Date: January 1, 2015 Time: 9:37 a.m. (well, it was a late night after all…)
Ok, now what?
As the clock ticked over to start 2015 we are once again on the verge a new period – a new year. I’d like to drag your thoughts back to January 1, 2014 for a moment, if I may. I suspect many of us started last year off with a laundry list of resolutions about things we were going to: a) do more of, or b) do less of.
Many of us refer to them as our “New Year’s Resolutions” but I am always surprised when we do not refer to them as our “New Year’s Goals”. I suspect I know why. With resolutions, when we do not achieve them, we have simply “broken” our resolutions. If we call them goals and we do not achieve them, then we have “failed”. It is easier to tell ourselves “it was just a resolution, no big deal”. Since “resolutions” do not carry the emotional baggage of “goals”, it is easier to live with ourselves when we don’t accomplish them. That said, how did you do for 2013? Crossed some off your list? Worked on others? Added some new ones? Tossed your list in the recycle bin so it can’t torment you anymore?
A new year is a special time – a clean 12 month slate to plan our future. While resolutions tend to focus only on the year at hand, what I am suggesting for the start of 2014 is that we develop a series of short-, mid- and long-term goals and by writing them down, we’ve already taken the first step toward accomplishing them. Many people fear that once they write a goal down they are stuck with it, as if they had chiseled it into stone. Somehow it eludes us that goals are flexible and can change with the passage of time or with the completion of other goals on the list. Sometimes we change them; sometimes life changes them for us.
I know what you’re thinking. Short-term? Mid-term? Longterm? Schmong-term? Why all these terms? Can’t you just have some goals and leave it at that?
The goal (sorry, bad pun…) is to make the process manageable and easier on which to focus. Short-term goals are the present, perhaps a 3-12 month window. Mid-term goals move your horizon out a little further, focusing on a 2-5 year time-frame. Finally, your long-term goals can go out as far as 10, 15 even 20 years or more. It’s ok to dream a little bit at this level, so be creative. The pictures will become clearer as the process starts and as our time frame changes. Remember, there are no limitations on setting goals at any stage in your life.
The process is a flow; the first step is to set goals. Second, we pursue them, doing whatever activities need to be done to accomplish them. Then at some predefined point – perhaps the first day of every month or quarterly – we review what we have accomplished and map it against our goals. What did we learn? How are we doing? Once we know where we are, we can cross off the accomplished or make adjustments if required. We then generate new goals to replace the completed goals and the cycle continues.
Why don’t more people do this?

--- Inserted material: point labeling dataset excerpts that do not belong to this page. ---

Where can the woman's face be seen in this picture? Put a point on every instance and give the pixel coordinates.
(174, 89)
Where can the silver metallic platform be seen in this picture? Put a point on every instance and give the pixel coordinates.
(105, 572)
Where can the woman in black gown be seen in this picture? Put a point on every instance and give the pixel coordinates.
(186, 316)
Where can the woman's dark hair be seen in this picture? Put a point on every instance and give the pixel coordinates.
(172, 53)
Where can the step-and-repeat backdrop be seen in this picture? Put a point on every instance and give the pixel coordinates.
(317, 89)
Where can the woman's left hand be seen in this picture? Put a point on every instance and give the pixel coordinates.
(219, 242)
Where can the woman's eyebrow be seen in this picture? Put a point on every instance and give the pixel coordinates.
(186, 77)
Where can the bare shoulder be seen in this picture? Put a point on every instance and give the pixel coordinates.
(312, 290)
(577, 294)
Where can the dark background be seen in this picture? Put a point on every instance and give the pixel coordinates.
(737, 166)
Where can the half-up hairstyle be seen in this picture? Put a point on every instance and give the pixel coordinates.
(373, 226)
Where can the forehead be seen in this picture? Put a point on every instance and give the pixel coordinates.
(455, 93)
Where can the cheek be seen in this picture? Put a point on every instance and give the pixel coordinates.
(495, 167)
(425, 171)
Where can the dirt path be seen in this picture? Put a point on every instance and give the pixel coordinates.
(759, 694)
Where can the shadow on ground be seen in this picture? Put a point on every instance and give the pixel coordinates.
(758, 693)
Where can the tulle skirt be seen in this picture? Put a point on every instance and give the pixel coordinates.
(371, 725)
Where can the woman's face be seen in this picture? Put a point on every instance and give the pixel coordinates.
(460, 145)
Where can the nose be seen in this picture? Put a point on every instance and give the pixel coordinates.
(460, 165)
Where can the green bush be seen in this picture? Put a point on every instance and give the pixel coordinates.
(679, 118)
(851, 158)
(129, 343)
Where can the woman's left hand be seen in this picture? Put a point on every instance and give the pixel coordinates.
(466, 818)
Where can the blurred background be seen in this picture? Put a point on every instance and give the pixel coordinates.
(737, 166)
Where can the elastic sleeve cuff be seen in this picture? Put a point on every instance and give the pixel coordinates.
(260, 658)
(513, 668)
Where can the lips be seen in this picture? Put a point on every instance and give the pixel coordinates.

My personal belief is that people don’t understand that there is no such thing as a right or wrong goal. The fear of failure keeps us from writing them down. Resolutions, after all, are things we verbally tell our friends. When it comes to goals, if we write them down, we share them and then don’t attain them, somehow we have failed. It’s not a failure to attempt to do something and not achieve it. The failure comes in not making the attempt in the first place.
Just because you create goals on paper doesn’t mean you’ll accomplish them all. Don’t kid yourself – it does take work. Far too many people associate the word ‘work’ with the word ‘hard’ and, to be frank, that might just be what stops people from beginning the process!
We have a brand new year ahead of us – and when we look back at it ten years from now a decade will have passed by, regardless of our decision to set goals and to navigate a path of our own design. As the clock rolls over on December 31st, 2015 my goal is to clink a glass and say “Be it resolved that this is the start of another great year!” I wish the same for all of you.’